Après un an et demi de permanence à Corinthe, Paul quitte cette ville avec Aquila et Priscille, qui s’arrêtent à Éphèse. Là aussi, leur maison devient un lieu de catéchèses (cf. Ac 18,26). Enfin, les deux époux retournent à Rome et ils seront les destinataires d’un magnifique éloge que l’apôtre insère dans la Lettre aux Romains. Il avait le cœur plein de gratitude, et voici ce qu’a écrit Paul sur ces deux époux, dans la Lettre aux Romains. Écoutez : « Saluez de ma part Prisca et Aquila, mes compagnons de travail en Jésus Christ, eux qui ont risqué leur tête pour me sauver la vie ; je ne suis d’ailleurs pas seul à leur être reconnaissant, toutes les Églises des nations le sont aussi. » (16,4) Combien de familles, en temps de persécution, risquent leur tête pour garder cachés ceux qui sont persécutés ! C’est le premier exemple : l’accueil familial, même dans les moments difficiles.
Parmi les nombreux collaborateurs de Paul, Aquilla et Priscille se distinguent comme des « modèles d’une vie conjugale responsable et engagée au service de toute la communauté chrétienne » et ils nous rappellent que, grâce à la foi et à l’engagement dans l’évangélisation de tant de laïcs comme eux, le christianisme est parvenu jusqu’à nous. En effet, « pour s’enraciner dans la terre du peuple, pour se développer vivement, l’engagement de ces familles était nécessaire.
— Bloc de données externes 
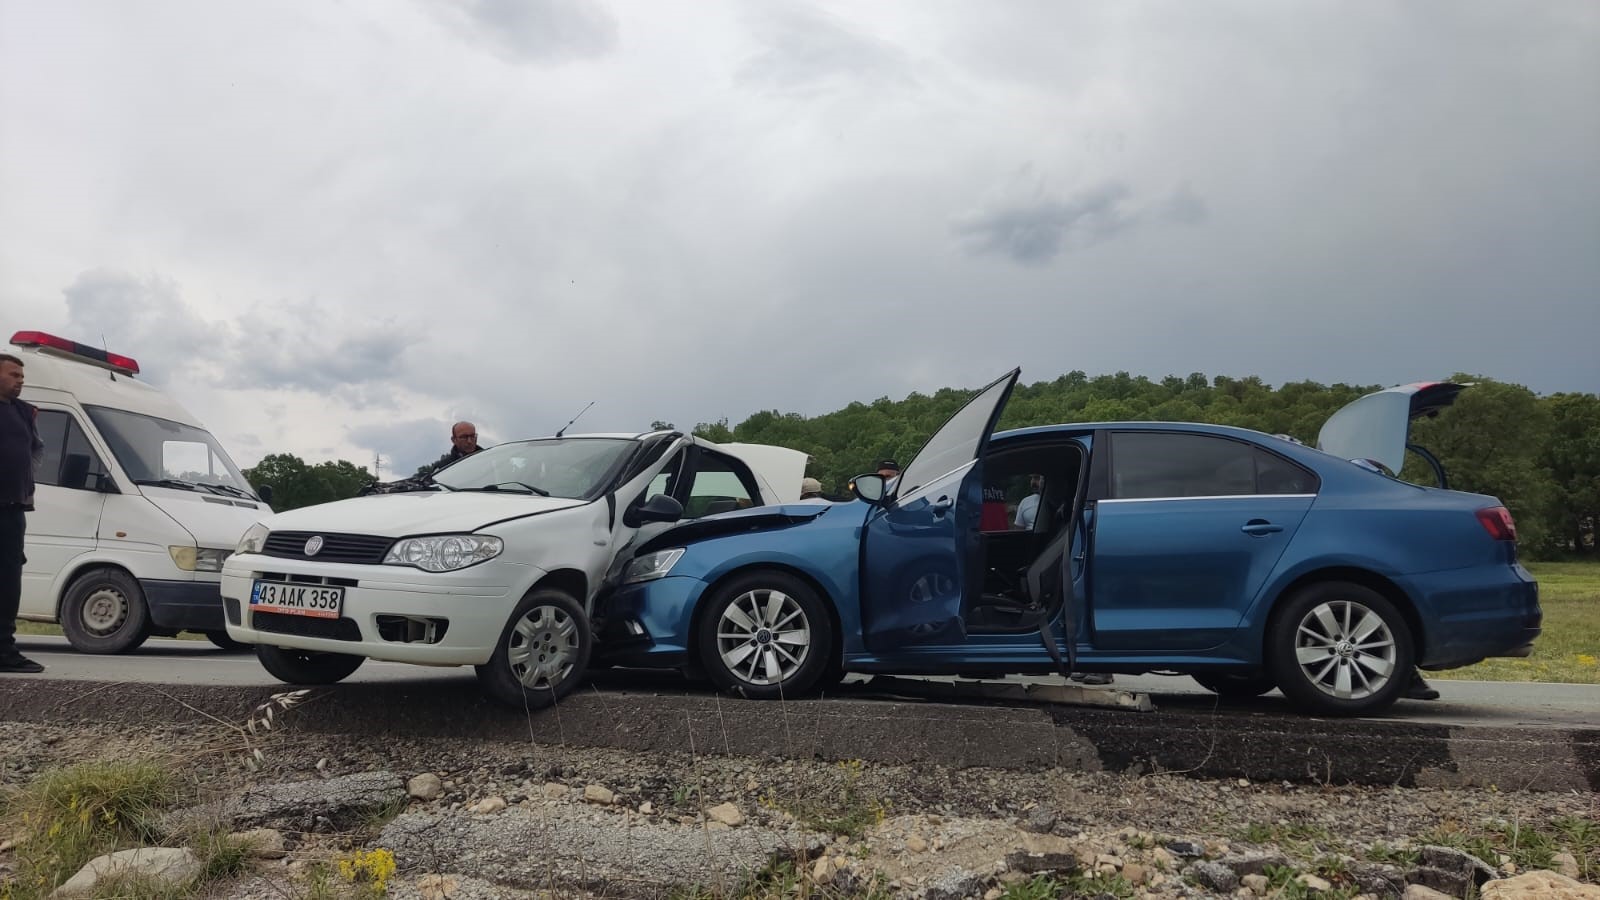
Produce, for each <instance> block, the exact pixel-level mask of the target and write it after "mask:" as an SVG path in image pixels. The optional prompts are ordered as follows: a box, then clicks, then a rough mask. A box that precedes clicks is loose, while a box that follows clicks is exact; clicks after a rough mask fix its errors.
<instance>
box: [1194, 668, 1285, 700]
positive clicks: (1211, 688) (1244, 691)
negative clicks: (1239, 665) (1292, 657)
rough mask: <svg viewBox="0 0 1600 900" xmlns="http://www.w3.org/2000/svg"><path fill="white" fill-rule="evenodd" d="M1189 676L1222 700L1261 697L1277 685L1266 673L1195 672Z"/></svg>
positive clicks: (1248, 698) (1276, 685) (1243, 699)
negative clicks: (1244, 674)
mask: <svg viewBox="0 0 1600 900" xmlns="http://www.w3.org/2000/svg"><path fill="white" fill-rule="evenodd" d="M1190 677H1194V679H1195V681H1198V682H1200V687H1203V689H1206V690H1210V692H1213V693H1216V695H1218V697H1221V698H1222V700H1250V698H1251V697H1261V695H1262V693H1266V692H1269V690H1272V689H1274V687H1277V685H1278V684H1277V682H1275V681H1272V677H1270V676H1266V674H1256V676H1242V674H1216V673H1211V674H1195V676H1190Z"/></svg>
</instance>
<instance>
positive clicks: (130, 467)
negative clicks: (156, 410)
mask: <svg viewBox="0 0 1600 900" xmlns="http://www.w3.org/2000/svg"><path fill="white" fill-rule="evenodd" d="M85 410H86V412H88V413H90V420H91V421H94V428H98V429H99V432H101V437H104V439H106V444H107V445H110V453H112V456H117V461H118V463H122V469H123V471H125V472H128V477H130V479H133V480H134V482H138V484H149V482H160V480H170V479H173V480H184V482H190V484H210V485H222V487H232V488H237V490H242V492H248V490H250V485H248V484H245V476H242V474H238V469H237V468H235V466H234V461H232V460H229V458H227V453H224V452H222V447H221V445H219V444H218V442H216V439H214V437H211V434H210V432H206V431H205V429H200V428H195V426H192V424H184V423H178V421H170V420H163V418H155V416H146V415H139V413H130V412H125V410H114V408H109V407H85Z"/></svg>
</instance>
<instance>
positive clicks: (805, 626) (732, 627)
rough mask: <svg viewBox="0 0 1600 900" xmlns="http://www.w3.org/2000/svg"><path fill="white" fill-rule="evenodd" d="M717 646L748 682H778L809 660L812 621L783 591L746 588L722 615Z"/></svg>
mask: <svg viewBox="0 0 1600 900" xmlns="http://www.w3.org/2000/svg"><path fill="white" fill-rule="evenodd" d="M717 652H718V653H720V655H722V663H723V665H725V666H728V671H731V673H733V674H734V676H738V677H739V679H741V681H746V682H749V684H779V682H782V681H784V679H787V677H790V676H792V674H795V673H797V671H798V669H800V666H802V665H805V660H806V655H808V653H810V652H811V623H810V621H806V617H805V610H803V609H800V604H798V602H795V599H794V597H790V596H789V594H786V593H782V591H766V589H757V591H746V593H744V594H739V596H738V597H734V599H733V602H731V604H728V609H725V610H723V612H722V620H718V621H717Z"/></svg>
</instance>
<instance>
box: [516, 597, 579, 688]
mask: <svg viewBox="0 0 1600 900" xmlns="http://www.w3.org/2000/svg"><path fill="white" fill-rule="evenodd" d="M506 650H507V653H506V657H507V660H510V673H512V676H515V677H517V681H518V682H522V685H523V687H528V689H533V690H554V689H555V685H557V684H560V682H562V681H563V679H565V677H566V676H568V674H571V671H573V666H574V665H576V663H578V623H576V621H573V617H570V615H566V612H565V610H560V609H555V607H533V609H531V610H528V612H526V613H523V617H522V618H518V620H517V625H515V626H514V628H512V629H510V637H509V639H507V645H506Z"/></svg>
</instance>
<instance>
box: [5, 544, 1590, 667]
mask: <svg viewBox="0 0 1600 900" xmlns="http://www.w3.org/2000/svg"><path fill="white" fill-rule="evenodd" d="M1528 570H1530V572H1533V577H1534V578H1538V580H1539V605H1541V607H1544V634H1541V636H1539V639H1538V641H1536V642H1534V645H1533V655H1531V657H1528V658H1526V660H1485V661H1482V663H1478V665H1475V666H1467V668H1464V669H1450V671H1443V673H1429V674H1427V677H1445V679H1467V681H1549V682H1568V684H1600V564H1595V562H1530V564H1528ZM16 629H18V634H61V628H58V626H54V625H40V623H37V621H19V623H16ZM179 637H189V639H194V641H205V637H203V636H200V634H190V633H187V631H186V633H182V634H181V636H179Z"/></svg>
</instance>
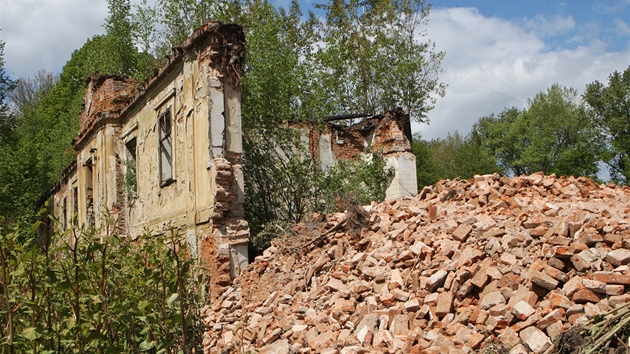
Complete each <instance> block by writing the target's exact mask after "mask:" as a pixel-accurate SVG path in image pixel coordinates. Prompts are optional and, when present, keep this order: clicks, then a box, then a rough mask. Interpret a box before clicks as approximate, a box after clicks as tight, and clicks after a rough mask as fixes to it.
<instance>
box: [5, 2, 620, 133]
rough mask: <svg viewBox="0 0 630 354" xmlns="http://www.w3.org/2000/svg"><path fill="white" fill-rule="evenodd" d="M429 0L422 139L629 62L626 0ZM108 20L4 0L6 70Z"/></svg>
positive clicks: (605, 79)
mask: <svg viewBox="0 0 630 354" xmlns="http://www.w3.org/2000/svg"><path fill="white" fill-rule="evenodd" d="M277 1H286V0H277ZM312 1H313V2H318V0H312ZM432 3H433V9H432V10H431V14H430V16H429V24H428V26H427V27H426V28H425V30H426V34H427V36H426V38H429V39H431V40H433V41H434V42H435V44H436V48H437V50H440V51H444V52H445V53H446V57H445V59H444V61H443V62H442V68H443V70H444V73H443V74H442V75H441V76H440V78H441V80H442V81H443V82H444V83H446V84H447V85H448V88H447V90H446V96H445V97H444V98H439V99H438V101H437V104H436V107H435V109H434V110H433V111H431V112H430V113H429V119H430V120H431V121H430V124H429V125H426V124H422V125H419V124H416V125H414V127H413V129H414V131H416V132H420V133H421V134H422V136H423V137H424V138H425V139H432V138H440V137H444V136H446V134H448V133H449V132H450V133H452V132H454V131H455V130H458V131H459V132H460V133H462V134H466V133H468V131H469V130H470V128H471V127H472V125H473V124H474V123H475V122H476V121H477V120H478V119H479V118H480V117H482V116H486V115H489V114H492V113H499V112H501V111H502V110H503V109H504V108H506V107H513V106H515V107H518V108H524V107H526V106H527V100H528V99H529V98H532V97H534V95H535V94H536V93H538V92H541V91H545V90H546V89H547V88H548V87H550V86H551V85H552V84H554V83H559V84H561V85H565V86H571V87H574V88H575V89H577V90H578V91H579V92H582V91H583V90H584V88H585V86H586V85H587V84H588V83H591V82H593V81H595V80H599V81H601V82H606V80H607V77H608V75H610V73H612V72H613V71H623V70H625V69H626V68H628V66H629V65H630V0H606V1H604V0H571V1H564V2H563V1H543V0H529V1H516V0H439V1H434V2H432ZM106 16H107V2H106V0H89V1H85V0H0V28H1V29H2V30H1V31H0V39H1V40H3V41H5V42H6V46H5V68H6V70H7V73H8V74H9V75H10V76H12V77H14V78H18V77H29V76H32V75H34V74H35V73H36V72H37V71H38V70H40V69H47V70H49V71H54V72H59V71H60V70H61V67H62V66H63V64H64V63H65V62H66V61H67V60H68V59H70V55H71V53H72V51H74V50H75V49H78V48H80V47H81V46H82V45H83V44H84V43H85V41H86V40H87V39H88V38H90V37H92V36H93V35H95V34H100V33H103V28H102V23H103V22H104V19H105V17H106Z"/></svg>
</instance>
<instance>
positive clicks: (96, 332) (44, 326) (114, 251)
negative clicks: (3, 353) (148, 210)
mask: <svg viewBox="0 0 630 354" xmlns="http://www.w3.org/2000/svg"><path fill="white" fill-rule="evenodd" d="M110 224H111V225H113V224H114V223H113V220H110ZM36 228H37V225H35V227H33V229H32V230H28V232H27V233H28V234H29V235H31V237H30V238H29V239H28V240H27V241H26V242H22V241H21V239H22V237H21V236H20V235H21V234H23V233H25V230H20V229H13V230H6V229H0V338H1V340H2V344H1V346H2V353H200V352H201V336H202V333H203V326H202V322H201V320H200V313H199V311H200V304H201V298H200V297H199V296H198V294H199V292H198V291H197V286H199V285H200V279H198V278H196V277H197V274H198V269H197V267H196V266H195V264H196V263H195V260H194V258H193V257H192V256H191V254H190V251H189V249H188V247H187V242H186V241H185V239H184V238H182V237H180V236H179V235H178V234H177V233H174V232H173V233H167V234H163V235H154V234H151V233H148V232H147V233H145V234H144V235H142V236H141V237H139V238H137V239H131V238H127V237H122V236H120V235H119V234H118V232H117V230H116V229H115V228H113V227H109V228H108V229H107V230H94V229H85V228H77V227H75V228H71V229H68V230H66V231H65V232H60V233H57V234H55V235H54V236H53V238H52V239H51V242H50V244H38V243H37V242H36V237H35V236H34V234H35V230H36Z"/></svg>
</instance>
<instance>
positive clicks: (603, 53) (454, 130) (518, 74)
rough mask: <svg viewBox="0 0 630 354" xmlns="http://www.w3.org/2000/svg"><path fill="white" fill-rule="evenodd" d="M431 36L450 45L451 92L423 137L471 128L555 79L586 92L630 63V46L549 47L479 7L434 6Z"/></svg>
mask: <svg viewBox="0 0 630 354" xmlns="http://www.w3.org/2000/svg"><path fill="white" fill-rule="evenodd" d="M427 32H428V37H429V38H431V39H432V40H434V41H435V43H436V48H437V50H440V51H444V52H445V53H446V58H445V59H444V61H443V63H442V68H443V69H444V74H443V75H442V76H441V79H442V81H443V82H445V83H446V84H448V88H447V90H446V96H445V97H444V98H440V99H438V102H437V104H436V107H435V109H434V110H433V111H431V112H429V118H430V120H431V123H430V125H424V124H423V125H415V126H414V129H415V131H420V132H421V134H422V136H423V138H425V139H432V138H437V137H444V136H446V134H447V133H448V132H454V131H455V130H456V129H457V130H459V132H460V133H462V134H467V133H468V131H470V129H471V128H472V126H473V124H474V123H476V122H477V120H478V119H479V118H480V117H482V116H486V115H489V114H492V113H500V112H501V111H503V109H504V108H506V107H512V106H516V107H518V108H524V107H525V106H526V104H527V100H528V99H529V98H532V97H534V95H535V94H536V93H538V92H540V91H545V90H546V89H547V88H548V87H549V86H551V85H552V84H554V83H559V84H561V85H565V86H571V87H574V88H576V89H577V90H578V91H579V92H582V91H583V90H584V88H585V87H586V85H587V84H588V83H590V82H593V81H595V80H599V81H602V82H605V81H606V80H607V77H608V75H609V74H610V73H612V72H613V71H615V70H617V71H620V70H625V69H626V68H627V67H628V58H629V57H630V51H629V49H626V51H625V52H616V53H607V52H605V51H604V48H605V44H604V43H602V42H601V41H593V42H591V44H590V45H589V46H578V47H577V48H575V49H570V50H569V49H565V50H559V51H548V49H547V48H546V46H545V42H544V40H543V39H542V38H541V37H540V36H539V35H535V34H533V33H532V32H528V31H527V30H526V29H525V28H523V27H521V26H519V25H517V24H515V23H513V22H510V21H507V20H503V19H498V18H494V17H485V16H483V15H481V14H480V13H479V11H477V10H476V9H474V8H451V9H434V10H433V11H432V12H431V15H430V22H429V26H428V31H427Z"/></svg>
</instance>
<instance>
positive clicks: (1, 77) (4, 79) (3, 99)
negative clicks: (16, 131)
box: [0, 42, 16, 144]
mask: <svg viewBox="0 0 630 354" xmlns="http://www.w3.org/2000/svg"><path fill="white" fill-rule="evenodd" d="M15 84H16V83H15V81H13V80H11V79H10V78H9V77H8V76H7V74H6V72H5V70H4V42H0V144H2V143H4V142H6V140H7V139H8V137H9V135H10V134H11V131H12V130H13V128H14V124H15V120H14V117H13V116H12V114H11V112H10V110H9V107H8V105H7V95H8V94H9V93H10V92H11V91H12V90H13V88H15Z"/></svg>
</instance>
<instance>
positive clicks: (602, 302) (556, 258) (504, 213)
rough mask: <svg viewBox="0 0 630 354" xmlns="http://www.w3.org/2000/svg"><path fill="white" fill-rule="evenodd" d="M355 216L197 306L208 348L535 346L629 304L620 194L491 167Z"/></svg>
mask: <svg viewBox="0 0 630 354" xmlns="http://www.w3.org/2000/svg"><path fill="white" fill-rule="evenodd" d="M363 210H365V218H364V222H363V224H364V225H363V227H359V226H357V223H358V224H361V222H362V220H354V219H357V215H354V216H353V215H350V214H351V213H336V214H331V215H328V216H326V218H325V220H323V221H320V222H319V223H318V224H315V223H310V224H309V223H305V224H302V225H300V226H298V227H296V228H295V229H294V230H293V231H292V233H294V235H293V236H288V237H286V238H284V239H282V240H278V242H275V244H274V246H272V247H271V248H270V249H268V250H267V251H265V253H264V254H263V256H260V257H257V259H256V261H255V262H253V263H252V264H250V265H249V266H248V268H247V269H246V271H245V272H244V274H243V276H242V277H241V278H240V279H238V280H237V281H236V282H235V283H234V284H233V287H231V288H229V289H228V290H227V291H226V292H225V293H224V294H223V295H222V296H221V299H220V301H218V302H216V303H214V304H213V305H212V306H211V307H209V308H207V309H206V311H205V316H206V321H207V325H208V326H209V328H210V330H209V331H208V332H207V333H206V334H205V338H204V346H205V350H206V352H207V353H225V352H239V353H240V352H247V351H248V350H251V351H257V352H259V353H278V354H280V353H330V354H333V353H341V354H351V353H375V352H376V353H378V352H381V353H473V352H481V351H482V350H483V349H484V348H495V349H496V352H505V353H514V354H515V353H532V352H534V353H543V352H546V351H550V350H552V341H554V340H555V339H556V338H558V336H559V335H560V334H561V333H562V332H563V331H565V330H567V329H569V328H571V327H572V326H576V325H584V324H586V323H588V321H589V320H590V319H592V318H593V317H594V316H597V315H599V314H604V313H606V312H607V311H609V310H611V309H613V308H615V307H617V306H619V305H621V304H624V303H626V302H628V301H629V300H630V294H628V293H626V290H627V289H628V286H630V268H629V266H628V263H630V237H627V236H628V235H629V234H630V229H629V228H628V220H627V219H626V218H627V216H626V215H627V213H628V211H630V189H628V188H623V187H618V186H607V185H597V184H596V183H594V182H593V181H591V180H590V179H587V178H583V177H580V178H573V177H569V178H558V177H555V176H553V175H552V176H543V175H542V174H534V175H531V176H523V177H515V178H507V177H500V176H498V175H487V176H477V177H475V178H474V179H471V180H468V181H448V180H447V181H441V182H439V183H438V184H437V185H436V186H435V187H426V188H425V189H423V190H422V192H421V193H419V194H418V196H415V197H411V198H406V199H403V200H396V201H392V202H386V203H381V204H372V205H371V206H367V207H363ZM359 219H360V217H359ZM290 233H291V232H290Z"/></svg>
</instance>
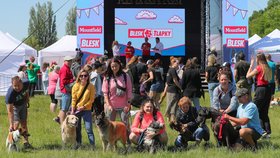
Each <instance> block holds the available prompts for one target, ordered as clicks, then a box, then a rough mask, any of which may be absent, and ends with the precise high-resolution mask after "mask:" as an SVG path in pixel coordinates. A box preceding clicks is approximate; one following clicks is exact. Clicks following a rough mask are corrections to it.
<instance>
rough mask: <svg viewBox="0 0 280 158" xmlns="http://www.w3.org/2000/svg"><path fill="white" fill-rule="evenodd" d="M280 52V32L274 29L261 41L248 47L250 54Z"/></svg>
mask: <svg viewBox="0 0 280 158" xmlns="http://www.w3.org/2000/svg"><path fill="white" fill-rule="evenodd" d="M277 50H280V31H279V30H278V29H275V30H274V31H272V32H271V33H269V34H268V35H266V36H265V37H264V38H262V39H261V40H259V41H257V42H255V43H254V44H252V45H250V46H249V51H250V54H255V53H257V52H266V51H271V52H273V51H277Z"/></svg>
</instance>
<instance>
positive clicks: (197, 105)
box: [190, 97, 201, 112]
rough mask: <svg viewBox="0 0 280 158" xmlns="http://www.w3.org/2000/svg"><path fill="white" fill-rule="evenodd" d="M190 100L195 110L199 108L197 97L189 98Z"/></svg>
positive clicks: (196, 109)
mask: <svg viewBox="0 0 280 158" xmlns="http://www.w3.org/2000/svg"><path fill="white" fill-rule="evenodd" d="M190 99H191V101H192V102H193V105H194V107H195V109H196V111H197V112H198V111H199V110H200V108H201V107H200V102H199V98H198V97H194V98H190Z"/></svg>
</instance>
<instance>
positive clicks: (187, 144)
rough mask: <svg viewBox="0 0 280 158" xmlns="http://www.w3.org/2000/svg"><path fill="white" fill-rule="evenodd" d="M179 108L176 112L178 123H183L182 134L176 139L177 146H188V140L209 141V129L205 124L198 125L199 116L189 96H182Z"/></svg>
mask: <svg viewBox="0 0 280 158" xmlns="http://www.w3.org/2000/svg"><path fill="white" fill-rule="evenodd" d="M178 106H179V108H178V110H177V113H176V123H177V124H179V125H181V130H180V131H179V132H180V134H179V135H178V137H177V138H176V139H175V146H176V147H178V148H186V147H187V146H188V141H196V143H197V145H198V144H199V143H200V142H201V140H202V139H204V140H205V141H207V142H206V143H208V141H209V137H210V135H209V129H208V127H207V126H206V125H205V124H203V125H202V126H201V127H198V123H197V122H196V118H197V116H198V114H197V111H196V109H195V107H192V102H191V100H190V99H189V98H188V97H182V98H181V99H180V100H179V102H178Z"/></svg>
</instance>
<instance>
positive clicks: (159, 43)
mask: <svg viewBox="0 0 280 158" xmlns="http://www.w3.org/2000/svg"><path fill="white" fill-rule="evenodd" d="M153 50H154V52H155V59H160V57H161V55H162V54H161V53H162V51H163V44H162V43H161V42H160V39H159V38H158V37H156V46H155V47H154V48H153Z"/></svg>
Mais pensez que, depuis le début, le christianisme a été préché par des laïcs. Vous aussi, les laïcs, vous êtes responsables, en vertu de votre baptême, de transmettre la foi. C’était l’engagement de nombreuses familles, de ces époux, de ces communautés chrétiennes, de fidèles laïcs qui ont offert l’ « humus » à la croissance de la foi » (Benoît XVI, Catéchèses, 7 février 2007). C’est une belle phrase du pape Benoît XVI : les laïcs apportent l’humus à la croissance de la foi.
Demandons au Père, qui a choisi de faire des époux sa « véritable “sculpture” vivante » (Exhort. ap. Amoris laetitia, 11) – Je crois qu’ici il y a des jeunes mariés : écoutez votre vocation, vous devez être la véritable sculpture vivante – de répandre son Esprit sur tous les couples chrétiens pour qu’à l’exemple d’Aquila et Priscille, ils sachent ouvrir les portes de leur cœur au Christ et à leurs frères et qu’ils transforment leur maison en église domestique. Une belle expression : une maison est une Église domestique, où vivre la communion et offrir le culte d’une vie vécue avec foi, espérance et charité. Nous devons prier ces deux saints Aquila et Prisca, pour qu’ils enseignent à nos familles à être comme eux : une église domestique avec de l’humus, pour que la foi grandisse.